Drama Satire Dari Sisi Fungsinya

c. Sosiodrama

Sosiodrama, berfungsi sebagai persuasi sosial. Berfungsi sebagai persuasi sosial, maksudnya berfungsi sebagai cara untuk memecahkan masalah-masalah sosial seperti: kepadatan penduduk, kebanyak masalah anak, penyakit masyarakat, dan sebagainya. Oleh karena demikian, maka sosiodrama ini misalnya film “Transmigrasi”, film “Keluarga Berencana” KB, film “Narkoba”. Perlu diketahui karena masalah sosial itu adalah masalah Negara, maka selama ini film-film tersebut banyak ditangani oleh Departen Sosial.

d. Drama Satire

Drama satire, berfungsi sebagai kritik atau masukan terhadap pemerintah yang berkuasa. Seperti reog misalnya, adalah drama satire yang sejarahnya mengkritik pemerintah Raja Hayam Wuruk ketika itu zaman Maja Pahit, di mana Raja Hayam Wuruk selalu dikendalikan oleh istrinya Tri Buana Tungga Dewi. Oleh karena itu, kesenian reog bentuknya kepala singa yang ditunggangi oleh burung merak. Kepala singa sebagai simbol daripada Raja Hayam Wuruk, sedang burung merak sebagai simbol daripada istrinya Tri Buana tungga Dewi. Selain reog, drama satire yang sering muncul sekarang ini adalah happening art di zaman orde baru dalam bentuk teatrikal jalanan. Happening art di zaman orde baru ini juga berisi kritikan terhadap pemerintahan dalam hal ini Presiden Suharto, di mana presiden Suharto menurut mereka juga seperti Hayam Wuruk, dikendalikan oleh istrinya ibu Tien. Untuk Happening art di zaman era orde baru ini bentuknya adegan-adegan kesengsaraan rakyat karena merasa ditindas, diperlakukan tidak adil, dan sebagainya.

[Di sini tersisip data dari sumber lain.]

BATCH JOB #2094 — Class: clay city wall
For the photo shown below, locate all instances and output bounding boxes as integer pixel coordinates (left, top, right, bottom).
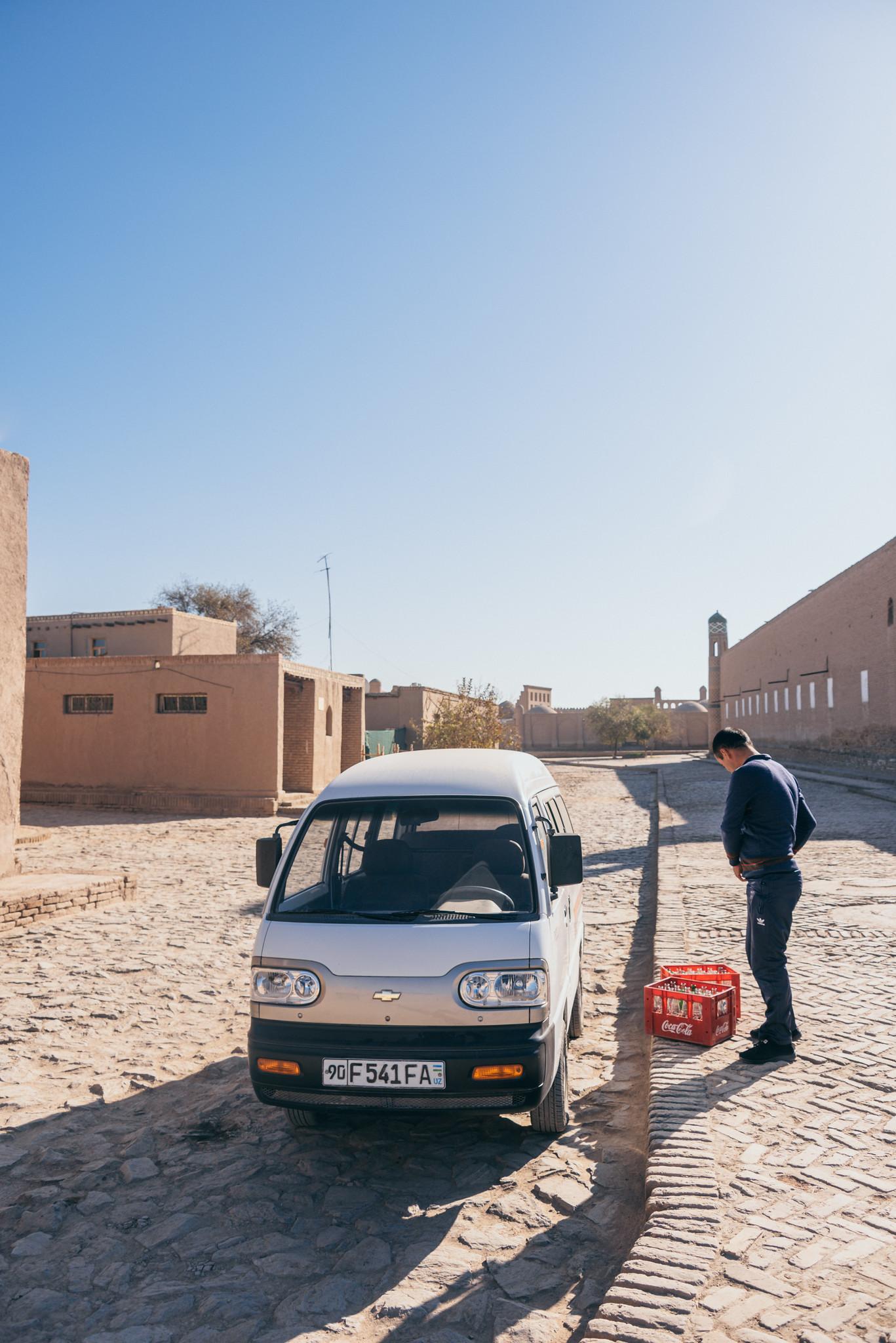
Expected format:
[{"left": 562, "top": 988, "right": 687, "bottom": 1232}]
[
  {"left": 0, "top": 449, "right": 28, "bottom": 877},
  {"left": 27, "top": 606, "right": 237, "bottom": 658},
  {"left": 722, "top": 538, "right": 896, "bottom": 767},
  {"left": 516, "top": 698, "right": 707, "bottom": 753}
]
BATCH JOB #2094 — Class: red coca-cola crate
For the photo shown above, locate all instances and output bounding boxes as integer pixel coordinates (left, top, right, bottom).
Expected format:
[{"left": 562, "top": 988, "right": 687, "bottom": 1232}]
[
  {"left": 644, "top": 976, "right": 737, "bottom": 1045},
  {"left": 659, "top": 964, "right": 741, "bottom": 1019}
]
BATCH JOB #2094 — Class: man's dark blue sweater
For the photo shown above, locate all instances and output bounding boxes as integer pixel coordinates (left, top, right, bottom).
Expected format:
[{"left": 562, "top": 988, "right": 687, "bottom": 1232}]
[{"left": 722, "top": 755, "right": 815, "bottom": 875}]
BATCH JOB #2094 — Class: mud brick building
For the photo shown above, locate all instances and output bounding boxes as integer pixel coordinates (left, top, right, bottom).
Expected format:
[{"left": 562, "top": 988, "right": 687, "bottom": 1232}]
[
  {"left": 26, "top": 606, "right": 237, "bottom": 658},
  {"left": 22, "top": 607, "right": 364, "bottom": 815},
  {"left": 365, "top": 679, "right": 459, "bottom": 750},
  {"left": 708, "top": 538, "right": 896, "bottom": 765}
]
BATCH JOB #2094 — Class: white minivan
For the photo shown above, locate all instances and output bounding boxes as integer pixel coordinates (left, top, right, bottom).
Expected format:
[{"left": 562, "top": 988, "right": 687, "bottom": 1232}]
[{"left": 248, "top": 751, "right": 583, "bottom": 1134}]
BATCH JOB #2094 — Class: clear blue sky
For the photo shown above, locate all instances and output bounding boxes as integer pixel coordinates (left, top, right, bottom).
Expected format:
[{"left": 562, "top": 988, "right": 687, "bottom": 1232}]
[{"left": 0, "top": 0, "right": 896, "bottom": 704}]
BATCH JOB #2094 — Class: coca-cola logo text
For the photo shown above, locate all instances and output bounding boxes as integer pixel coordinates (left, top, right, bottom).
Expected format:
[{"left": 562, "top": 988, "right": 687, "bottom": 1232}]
[{"left": 659, "top": 1020, "right": 693, "bottom": 1035}]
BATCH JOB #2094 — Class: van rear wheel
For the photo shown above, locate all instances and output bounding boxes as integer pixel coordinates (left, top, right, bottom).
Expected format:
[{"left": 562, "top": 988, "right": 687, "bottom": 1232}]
[
  {"left": 529, "top": 1039, "right": 570, "bottom": 1134},
  {"left": 286, "top": 1106, "right": 320, "bottom": 1129}
]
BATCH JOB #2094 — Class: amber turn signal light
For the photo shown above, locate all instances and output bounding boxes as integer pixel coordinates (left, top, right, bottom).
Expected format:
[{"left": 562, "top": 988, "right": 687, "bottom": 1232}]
[{"left": 258, "top": 1058, "right": 302, "bottom": 1077}]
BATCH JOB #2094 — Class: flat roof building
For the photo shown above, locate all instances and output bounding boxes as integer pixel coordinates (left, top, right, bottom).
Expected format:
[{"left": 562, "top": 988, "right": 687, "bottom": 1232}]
[
  {"left": 19, "top": 607, "right": 364, "bottom": 815},
  {"left": 26, "top": 606, "right": 237, "bottom": 658},
  {"left": 709, "top": 538, "right": 896, "bottom": 768}
]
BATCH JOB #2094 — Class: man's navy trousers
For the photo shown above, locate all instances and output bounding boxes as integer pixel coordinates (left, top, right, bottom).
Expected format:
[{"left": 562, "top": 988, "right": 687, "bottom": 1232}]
[{"left": 747, "top": 870, "right": 804, "bottom": 1045}]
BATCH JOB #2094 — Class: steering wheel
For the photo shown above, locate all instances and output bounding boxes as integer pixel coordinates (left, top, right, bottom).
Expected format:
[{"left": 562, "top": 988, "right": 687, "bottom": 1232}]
[{"left": 435, "top": 887, "right": 516, "bottom": 911}]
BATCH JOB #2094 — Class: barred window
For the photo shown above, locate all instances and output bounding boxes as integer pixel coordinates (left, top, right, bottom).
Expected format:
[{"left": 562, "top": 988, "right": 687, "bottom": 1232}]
[
  {"left": 156, "top": 694, "right": 208, "bottom": 713},
  {"left": 63, "top": 694, "right": 113, "bottom": 713}
]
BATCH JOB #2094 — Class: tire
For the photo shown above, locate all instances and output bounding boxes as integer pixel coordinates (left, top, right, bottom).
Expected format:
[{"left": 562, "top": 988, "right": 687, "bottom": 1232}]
[
  {"left": 529, "top": 1039, "right": 570, "bottom": 1134},
  {"left": 286, "top": 1106, "right": 320, "bottom": 1131},
  {"left": 570, "top": 967, "right": 585, "bottom": 1039}
]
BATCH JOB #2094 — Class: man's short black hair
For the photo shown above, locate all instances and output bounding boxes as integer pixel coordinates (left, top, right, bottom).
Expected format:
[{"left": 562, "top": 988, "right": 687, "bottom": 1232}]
[{"left": 712, "top": 728, "right": 752, "bottom": 755}]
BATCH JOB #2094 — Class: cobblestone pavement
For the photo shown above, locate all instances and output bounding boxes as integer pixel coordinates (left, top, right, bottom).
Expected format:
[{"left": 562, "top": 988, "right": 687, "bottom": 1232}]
[
  {"left": 636, "top": 761, "right": 896, "bottom": 1343},
  {"left": 0, "top": 767, "right": 658, "bottom": 1343}
]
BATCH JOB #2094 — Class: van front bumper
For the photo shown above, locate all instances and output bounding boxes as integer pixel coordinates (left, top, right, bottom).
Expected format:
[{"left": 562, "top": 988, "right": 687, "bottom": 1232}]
[{"left": 248, "top": 1018, "right": 558, "bottom": 1113}]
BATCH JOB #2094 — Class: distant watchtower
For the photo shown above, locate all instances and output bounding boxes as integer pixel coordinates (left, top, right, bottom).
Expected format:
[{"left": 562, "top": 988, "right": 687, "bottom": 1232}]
[{"left": 709, "top": 611, "right": 728, "bottom": 750}]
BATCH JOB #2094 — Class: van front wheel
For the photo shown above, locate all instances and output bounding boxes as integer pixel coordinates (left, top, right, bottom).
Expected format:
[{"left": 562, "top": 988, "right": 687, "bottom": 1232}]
[
  {"left": 529, "top": 1039, "right": 570, "bottom": 1134},
  {"left": 286, "top": 1106, "right": 320, "bottom": 1129}
]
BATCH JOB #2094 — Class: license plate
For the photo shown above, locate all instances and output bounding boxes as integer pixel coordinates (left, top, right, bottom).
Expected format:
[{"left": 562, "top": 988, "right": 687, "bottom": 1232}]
[{"left": 321, "top": 1058, "right": 444, "bottom": 1091}]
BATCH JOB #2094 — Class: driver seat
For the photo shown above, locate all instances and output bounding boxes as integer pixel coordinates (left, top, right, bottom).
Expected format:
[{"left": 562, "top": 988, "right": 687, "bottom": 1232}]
[{"left": 473, "top": 835, "right": 532, "bottom": 909}]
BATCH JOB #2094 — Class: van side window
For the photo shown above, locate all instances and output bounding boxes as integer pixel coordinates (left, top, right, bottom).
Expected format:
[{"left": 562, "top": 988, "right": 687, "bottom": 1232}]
[
  {"left": 553, "top": 792, "right": 575, "bottom": 835},
  {"left": 544, "top": 798, "right": 566, "bottom": 835},
  {"left": 532, "top": 798, "right": 553, "bottom": 872}
]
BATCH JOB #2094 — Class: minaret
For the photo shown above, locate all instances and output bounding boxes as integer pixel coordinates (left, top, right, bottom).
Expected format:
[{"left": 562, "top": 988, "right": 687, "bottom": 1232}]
[{"left": 708, "top": 611, "right": 728, "bottom": 750}]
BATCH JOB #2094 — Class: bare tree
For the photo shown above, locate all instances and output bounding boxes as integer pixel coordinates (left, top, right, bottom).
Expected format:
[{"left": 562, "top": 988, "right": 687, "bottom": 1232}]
[{"left": 155, "top": 579, "right": 298, "bottom": 658}]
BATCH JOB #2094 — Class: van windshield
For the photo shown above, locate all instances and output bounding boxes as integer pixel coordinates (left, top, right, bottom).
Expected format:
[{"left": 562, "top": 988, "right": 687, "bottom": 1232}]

Happening art sekarang tersebut bentuknya adegan-adegan kesengsaraan rakyat karena Bahan Bakar Minyak BBM naik, pajak naik, bahan-bahan pokok atau sembako naik, dan sebagainya. Tentang drama, sandiwara, sosiodrama dan drama satire tersebut sebenarnya sama, yakni sama-sama yang digarap dalam bentuk drama, hanya titik beratnyalah yang berbeda. Untuk drama titik beratnya pada estetika material, makhluk, dan pikir logika, untuk sandiwara titik beratnya pada pendidikan spiritual, moral dan agama, untuk sisiodrama titik beratnya pada persuasi sosial, sedang untuk drama satire titik beratnya pada kritik pemerintah. Khusus untuk drama dan sandiwara tersebut yang perlu disampaikan bahwa masing-masing sesungguhnya juga mempunyai dasar logika, tetapi dasar logikanya berbeda. Untuk drama dasar logikanya manusia atau makhluk, sedang untuk sandiwara dasar logikanya Tuhan atau pencipta.